2008年01月01日

トラック島慰霊の旅 1 平成20年1月23日

トラック諸島 慰霊の旅


慰霊の前日から、書くことにする。


朝から、横浜には、雪が降った。それは、十時頃まで、続いた。

しかし、寒さは、いつもより、感じない。それよりも、切なさと、悲しみが、心を覆う。


これは、思い出のせいだろうとか、思った。

札幌から、こちらに、内地に出て、十二年目を、向かえる。

ホームシックであろうか。

だが、雪深い、北海道には、戻りたくないのである。

雪の無い、冬の生活に慣れて、心地よく過ごしている。


何故、悲しいのか、切ないのか。


明日、トラック諸島に向かうのである。

グアムで、乗り返して、翌朝、チューク島に着く。

時間が無いので、すぐに、現地の漁師さんを見つけて、海上慰霊の話をつけなければならない。丸一日のみが、与えられた時間である。

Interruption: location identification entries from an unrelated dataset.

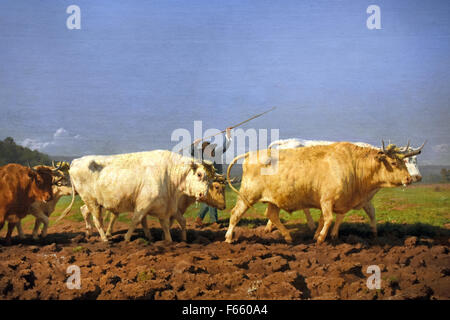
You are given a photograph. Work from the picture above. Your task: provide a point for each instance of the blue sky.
(137, 70)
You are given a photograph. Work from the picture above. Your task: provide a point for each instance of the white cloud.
(61, 132)
(441, 148)
(61, 135)
(36, 144)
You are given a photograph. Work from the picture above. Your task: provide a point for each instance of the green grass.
(422, 206)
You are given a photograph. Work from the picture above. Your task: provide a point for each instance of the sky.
(138, 70)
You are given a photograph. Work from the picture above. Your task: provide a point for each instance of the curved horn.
(60, 165)
(415, 152)
(405, 149)
(382, 146)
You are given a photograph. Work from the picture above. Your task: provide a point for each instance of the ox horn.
(416, 151)
(60, 165)
(382, 146)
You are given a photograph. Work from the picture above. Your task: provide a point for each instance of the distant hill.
(433, 174)
(430, 173)
(10, 152)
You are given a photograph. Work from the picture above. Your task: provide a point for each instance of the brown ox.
(42, 210)
(19, 188)
(215, 197)
(334, 178)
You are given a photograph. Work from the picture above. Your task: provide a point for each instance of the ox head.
(411, 161)
(393, 164)
(199, 178)
(42, 182)
(216, 195)
(59, 172)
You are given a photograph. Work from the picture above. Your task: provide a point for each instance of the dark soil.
(256, 266)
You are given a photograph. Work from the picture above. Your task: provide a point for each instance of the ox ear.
(194, 166)
(381, 156)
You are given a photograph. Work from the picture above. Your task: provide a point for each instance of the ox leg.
(87, 219)
(37, 224)
(137, 218)
(370, 211)
(109, 230)
(20, 230)
(147, 233)
(273, 214)
(269, 225)
(309, 219)
(327, 212)
(182, 222)
(319, 227)
(41, 217)
(337, 224)
(236, 214)
(11, 227)
(98, 221)
(165, 225)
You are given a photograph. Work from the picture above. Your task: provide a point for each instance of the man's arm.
(226, 143)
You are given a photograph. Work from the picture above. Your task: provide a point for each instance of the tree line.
(10, 152)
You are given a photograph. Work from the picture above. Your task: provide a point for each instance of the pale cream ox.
(215, 197)
(410, 162)
(337, 177)
(144, 183)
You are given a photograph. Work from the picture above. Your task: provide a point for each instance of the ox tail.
(67, 210)
(228, 177)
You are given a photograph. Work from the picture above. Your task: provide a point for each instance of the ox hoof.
(320, 240)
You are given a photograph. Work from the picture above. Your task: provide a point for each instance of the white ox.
(144, 183)
(411, 165)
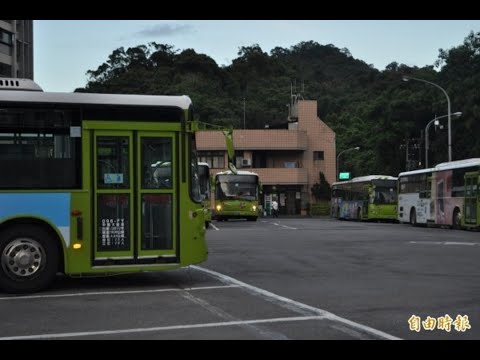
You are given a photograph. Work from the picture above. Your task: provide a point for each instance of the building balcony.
(281, 176)
(268, 139)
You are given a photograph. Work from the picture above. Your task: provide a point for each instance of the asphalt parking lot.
(275, 279)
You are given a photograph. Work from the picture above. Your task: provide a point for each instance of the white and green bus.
(415, 203)
(236, 195)
(372, 197)
(95, 184)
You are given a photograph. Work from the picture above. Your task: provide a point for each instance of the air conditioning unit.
(246, 162)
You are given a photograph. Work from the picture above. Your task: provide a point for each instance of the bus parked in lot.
(415, 203)
(365, 198)
(95, 184)
(446, 195)
(455, 192)
(236, 195)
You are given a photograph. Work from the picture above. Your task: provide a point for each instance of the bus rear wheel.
(29, 259)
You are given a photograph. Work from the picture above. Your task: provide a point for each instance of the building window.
(214, 159)
(37, 150)
(6, 37)
(318, 155)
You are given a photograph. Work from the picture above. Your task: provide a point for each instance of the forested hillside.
(366, 107)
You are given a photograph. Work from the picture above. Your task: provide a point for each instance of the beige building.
(16, 49)
(287, 160)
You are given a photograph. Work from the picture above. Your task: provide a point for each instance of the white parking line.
(160, 328)
(443, 243)
(128, 292)
(295, 305)
(285, 226)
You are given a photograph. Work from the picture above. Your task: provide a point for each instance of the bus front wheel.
(29, 259)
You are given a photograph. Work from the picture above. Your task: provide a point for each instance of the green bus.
(204, 173)
(365, 198)
(95, 184)
(236, 195)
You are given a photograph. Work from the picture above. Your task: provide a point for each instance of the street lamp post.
(407, 78)
(338, 158)
(426, 133)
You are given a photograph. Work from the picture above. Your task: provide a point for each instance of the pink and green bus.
(95, 184)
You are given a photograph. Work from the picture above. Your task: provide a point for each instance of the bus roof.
(239, 172)
(19, 84)
(20, 96)
(458, 164)
(372, 177)
(414, 172)
(365, 179)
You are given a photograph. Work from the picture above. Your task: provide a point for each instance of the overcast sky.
(65, 49)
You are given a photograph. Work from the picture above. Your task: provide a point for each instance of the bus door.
(429, 210)
(472, 199)
(135, 197)
(366, 191)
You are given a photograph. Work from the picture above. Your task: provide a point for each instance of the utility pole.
(244, 113)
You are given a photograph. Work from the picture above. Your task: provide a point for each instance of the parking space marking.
(215, 310)
(161, 328)
(443, 243)
(285, 226)
(126, 292)
(295, 305)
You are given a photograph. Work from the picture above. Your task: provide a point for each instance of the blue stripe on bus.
(54, 207)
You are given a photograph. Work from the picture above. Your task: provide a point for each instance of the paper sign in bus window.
(113, 178)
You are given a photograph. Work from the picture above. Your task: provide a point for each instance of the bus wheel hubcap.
(23, 257)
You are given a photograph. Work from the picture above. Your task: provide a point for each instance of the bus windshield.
(238, 187)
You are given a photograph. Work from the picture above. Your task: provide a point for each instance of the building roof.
(457, 164)
(415, 172)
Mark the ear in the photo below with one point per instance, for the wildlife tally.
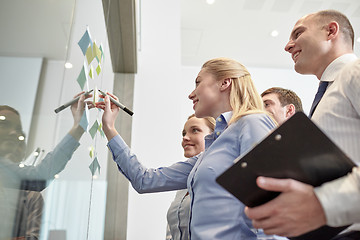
(225, 84)
(290, 110)
(332, 30)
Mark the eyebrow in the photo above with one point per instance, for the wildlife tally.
(292, 35)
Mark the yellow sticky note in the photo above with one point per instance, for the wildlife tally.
(90, 55)
(97, 52)
(98, 69)
(91, 153)
(91, 72)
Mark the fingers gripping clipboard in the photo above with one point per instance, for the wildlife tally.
(297, 149)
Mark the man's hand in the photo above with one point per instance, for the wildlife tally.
(294, 212)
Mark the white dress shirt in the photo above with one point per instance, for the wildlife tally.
(338, 115)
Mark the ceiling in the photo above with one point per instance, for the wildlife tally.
(238, 29)
(241, 29)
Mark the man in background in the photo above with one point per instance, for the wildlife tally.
(281, 103)
(321, 44)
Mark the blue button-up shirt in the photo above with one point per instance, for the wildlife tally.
(215, 213)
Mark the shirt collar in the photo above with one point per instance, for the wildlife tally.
(333, 68)
(227, 116)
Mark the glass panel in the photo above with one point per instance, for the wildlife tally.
(47, 190)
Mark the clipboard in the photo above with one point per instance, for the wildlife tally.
(297, 149)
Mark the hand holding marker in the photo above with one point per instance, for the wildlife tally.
(128, 111)
(62, 107)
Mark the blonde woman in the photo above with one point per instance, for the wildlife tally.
(224, 90)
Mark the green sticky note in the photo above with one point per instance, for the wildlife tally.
(97, 53)
(90, 55)
(91, 72)
(98, 69)
(91, 153)
(94, 166)
(94, 129)
(82, 78)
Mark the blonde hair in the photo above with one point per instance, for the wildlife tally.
(244, 98)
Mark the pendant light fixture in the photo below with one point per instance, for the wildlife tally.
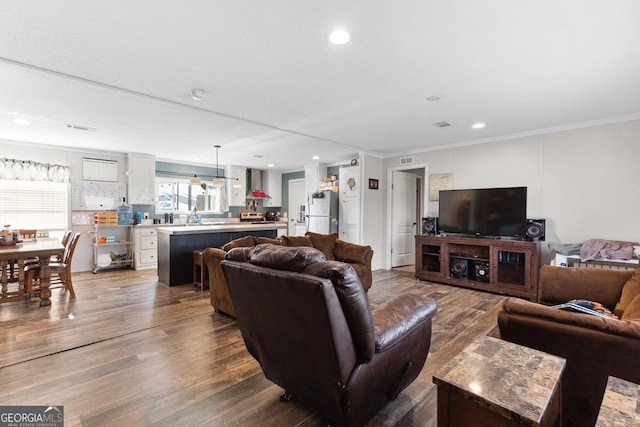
(218, 180)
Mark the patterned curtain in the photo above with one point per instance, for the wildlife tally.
(27, 170)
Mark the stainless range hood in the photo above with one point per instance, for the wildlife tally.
(255, 189)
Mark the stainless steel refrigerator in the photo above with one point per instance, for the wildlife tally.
(322, 212)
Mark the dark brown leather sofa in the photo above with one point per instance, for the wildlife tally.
(308, 323)
(594, 347)
(333, 248)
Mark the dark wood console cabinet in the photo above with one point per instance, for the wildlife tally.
(508, 267)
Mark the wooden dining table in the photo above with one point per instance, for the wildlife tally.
(41, 248)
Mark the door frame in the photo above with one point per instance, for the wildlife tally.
(424, 191)
(292, 218)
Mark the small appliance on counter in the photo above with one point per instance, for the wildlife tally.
(253, 217)
(272, 216)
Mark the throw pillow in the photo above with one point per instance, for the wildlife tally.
(324, 242)
(277, 241)
(241, 242)
(629, 291)
(633, 310)
(298, 241)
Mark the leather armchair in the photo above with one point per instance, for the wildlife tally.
(334, 249)
(594, 347)
(307, 321)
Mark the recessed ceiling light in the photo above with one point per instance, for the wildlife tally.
(197, 94)
(339, 37)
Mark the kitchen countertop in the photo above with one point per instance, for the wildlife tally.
(219, 228)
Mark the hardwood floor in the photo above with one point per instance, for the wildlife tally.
(130, 351)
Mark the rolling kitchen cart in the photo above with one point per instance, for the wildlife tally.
(112, 247)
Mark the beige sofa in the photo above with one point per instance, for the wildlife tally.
(333, 249)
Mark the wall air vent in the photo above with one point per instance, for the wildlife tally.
(443, 124)
(406, 160)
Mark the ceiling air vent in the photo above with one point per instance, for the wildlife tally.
(78, 127)
(406, 160)
(443, 124)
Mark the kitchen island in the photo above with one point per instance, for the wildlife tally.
(176, 245)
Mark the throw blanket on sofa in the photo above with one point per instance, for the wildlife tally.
(603, 249)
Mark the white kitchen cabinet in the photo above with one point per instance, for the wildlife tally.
(313, 176)
(142, 179)
(237, 195)
(145, 243)
(272, 185)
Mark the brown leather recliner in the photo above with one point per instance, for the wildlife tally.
(594, 347)
(358, 256)
(308, 323)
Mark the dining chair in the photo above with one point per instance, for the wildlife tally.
(66, 238)
(14, 268)
(60, 271)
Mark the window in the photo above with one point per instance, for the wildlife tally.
(41, 205)
(179, 195)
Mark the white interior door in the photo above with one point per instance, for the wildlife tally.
(403, 218)
(297, 198)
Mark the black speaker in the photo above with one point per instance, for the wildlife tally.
(482, 271)
(535, 230)
(459, 268)
(429, 225)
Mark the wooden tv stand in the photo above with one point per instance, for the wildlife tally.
(508, 267)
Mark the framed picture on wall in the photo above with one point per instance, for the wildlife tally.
(437, 182)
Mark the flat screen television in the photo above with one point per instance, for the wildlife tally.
(484, 212)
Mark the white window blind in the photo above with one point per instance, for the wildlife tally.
(40, 205)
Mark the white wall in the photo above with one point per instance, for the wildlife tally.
(583, 182)
(373, 207)
(83, 255)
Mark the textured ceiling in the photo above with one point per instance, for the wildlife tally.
(275, 87)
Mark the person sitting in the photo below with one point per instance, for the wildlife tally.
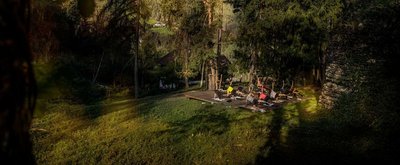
(218, 95)
(229, 91)
(240, 92)
(251, 99)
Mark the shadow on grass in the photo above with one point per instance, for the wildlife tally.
(346, 135)
(214, 124)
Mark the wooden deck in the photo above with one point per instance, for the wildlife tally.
(208, 96)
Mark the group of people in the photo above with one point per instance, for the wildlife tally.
(259, 92)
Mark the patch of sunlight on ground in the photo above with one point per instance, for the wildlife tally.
(290, 116)
(311, 105)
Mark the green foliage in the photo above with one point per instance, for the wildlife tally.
(285, 36)
(86, 8)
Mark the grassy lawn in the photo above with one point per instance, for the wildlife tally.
(157, 130)
(170, 129)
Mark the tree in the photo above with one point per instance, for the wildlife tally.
(18, 86)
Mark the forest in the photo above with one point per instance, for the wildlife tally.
(199, 81)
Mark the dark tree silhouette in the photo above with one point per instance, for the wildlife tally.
(17, 83)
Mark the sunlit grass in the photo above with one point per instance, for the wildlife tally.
(161, 131)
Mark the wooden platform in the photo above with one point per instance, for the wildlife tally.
(208, 96)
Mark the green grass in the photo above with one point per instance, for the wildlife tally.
(170, 129)
(154, 130)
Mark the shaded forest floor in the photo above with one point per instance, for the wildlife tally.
(170, 129)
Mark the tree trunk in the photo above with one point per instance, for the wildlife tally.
(98, 70)
(252, 66)
(186, 58)
(17, 83)
(136, 76)
(202, 73)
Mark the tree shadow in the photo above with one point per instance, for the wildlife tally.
(269, 152)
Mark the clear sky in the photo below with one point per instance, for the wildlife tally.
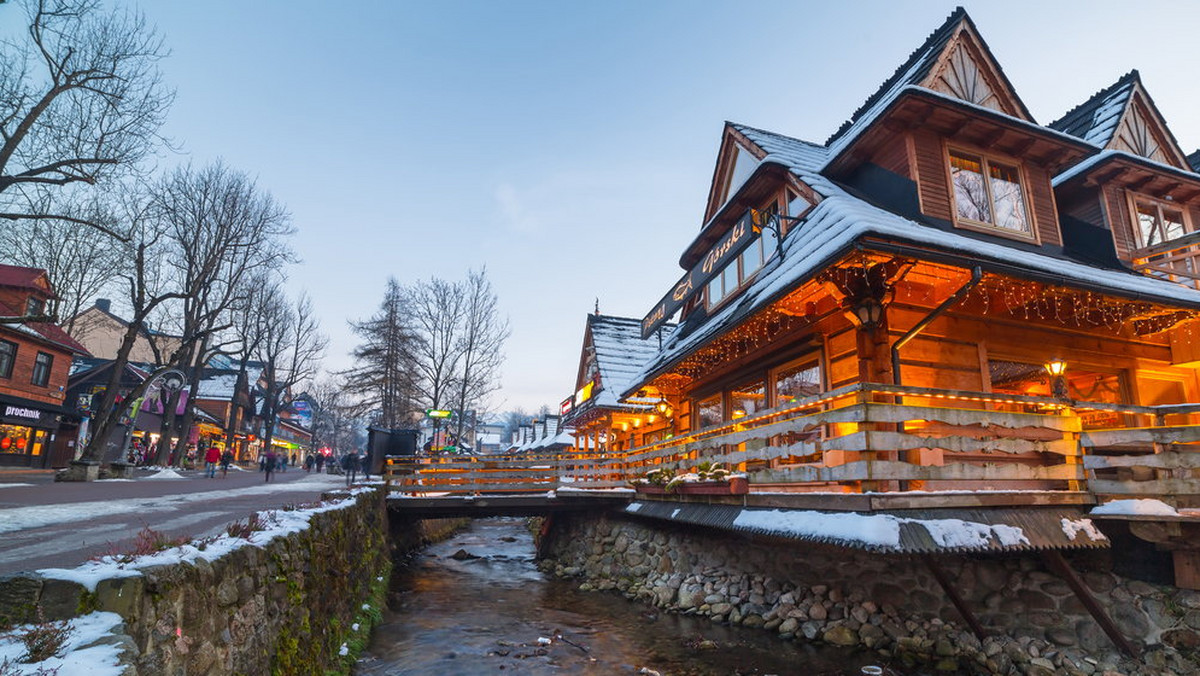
(569, 147)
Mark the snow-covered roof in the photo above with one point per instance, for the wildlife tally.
(621, 354)
(841, 219)
(1096, 119)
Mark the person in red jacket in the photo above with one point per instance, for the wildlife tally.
(211, 456)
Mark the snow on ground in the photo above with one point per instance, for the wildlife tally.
(165, 474)
(880, 530)
(35, 516)
(1135, 507)
(79, 657)
(277, 522)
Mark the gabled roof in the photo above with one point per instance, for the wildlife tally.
(1123, 117)
(841, 220)
(45, 331)
(1096, 119)
(921, 64)
(31, 279)
(619, 353)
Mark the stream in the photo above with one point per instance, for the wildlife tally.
(477, 603)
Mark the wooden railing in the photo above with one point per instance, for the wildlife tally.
(1177, 259)
(875, 438)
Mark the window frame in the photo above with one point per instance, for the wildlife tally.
(985, 160)
(12, 360)
(39, 369)
(1133, 198)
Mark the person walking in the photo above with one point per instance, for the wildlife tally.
(351, 465)
(211, 456)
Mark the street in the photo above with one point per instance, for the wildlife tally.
(61, 525)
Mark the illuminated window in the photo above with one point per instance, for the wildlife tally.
(708, 412)
(7, 358)
(797, 380)
(42, 365)
(748, 399)
(988, 192)
(1157, 221)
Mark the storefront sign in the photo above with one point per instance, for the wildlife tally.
(726, 250)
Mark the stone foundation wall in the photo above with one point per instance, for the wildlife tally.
(286, 606)
(894, 604)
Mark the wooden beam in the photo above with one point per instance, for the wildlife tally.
(1059, 564)
(959, 604)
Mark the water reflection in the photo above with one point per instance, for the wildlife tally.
(477, 604)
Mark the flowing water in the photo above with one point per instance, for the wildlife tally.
(498, 614)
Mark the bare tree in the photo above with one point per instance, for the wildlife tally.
(78, 261)
(291, 351)
(437, 309)
(81, 99)
(480, 342)
(222, 229)
(383, 378)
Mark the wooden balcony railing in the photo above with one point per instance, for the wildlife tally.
(877, 438)
(1177, 259)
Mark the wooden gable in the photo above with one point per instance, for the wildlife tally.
(1143, 131)
(966, 70)
(733, 144)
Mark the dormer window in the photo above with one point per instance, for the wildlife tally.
(988, 193)
(1156, 221)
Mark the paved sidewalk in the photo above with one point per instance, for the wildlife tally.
(61, 525)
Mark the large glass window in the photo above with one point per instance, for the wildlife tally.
(42, 366)
(7, 358)
(1157, 222)
(708, 412)
(748, 399)
(988, 192)
(797, 380)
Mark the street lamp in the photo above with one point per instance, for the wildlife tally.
(1057, 370)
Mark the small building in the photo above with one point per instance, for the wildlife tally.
(36, 430)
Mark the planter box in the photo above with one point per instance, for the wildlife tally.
(738, 485)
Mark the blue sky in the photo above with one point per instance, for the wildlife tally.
(569, 147)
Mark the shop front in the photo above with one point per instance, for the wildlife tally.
(28, 430)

一日のうちに、すべての、追悼慰霊の行為を終えるべく、即座に行動しなければならない。


サイパンの時もそうだが、観光地化された、場所に行くという、趣味も、楽しみも、無い。また、見出さない。

そんな暇は、無い。


確かに、バリ島や、タイのチェンマイに行くと、日常の瑣末な、出来事から離れて、自由な時間が出来る。それは、大変、心地よいものだが、観光地に行き、遊びたいという感覚は無い。


私には、何も魅力がないのである。

旅の目的が無いものは、全く、興味が無い。


トラック諸島も、慰霊の一点のみ。


バリ島で、トラック諸島に出かけたという、一人の女性に、話を聞くことが出来たが、それは、現地の様子であり、ダイビングの観光客が多く、食べ物は、不味いということだけだった。そして、すべて、ドルであるということ。


現地の人の様子は、それでは、解らない。

島には、ホテルが、二つのみ。

別の島には、ホテルのような、宿泊施設があるのだろうが、そんなに、移動している時間はない。


出発前日の、悲しみと、切なさの理由は、ただ、慰霊する人々の声なき声を、感じているのではと、思うようになった。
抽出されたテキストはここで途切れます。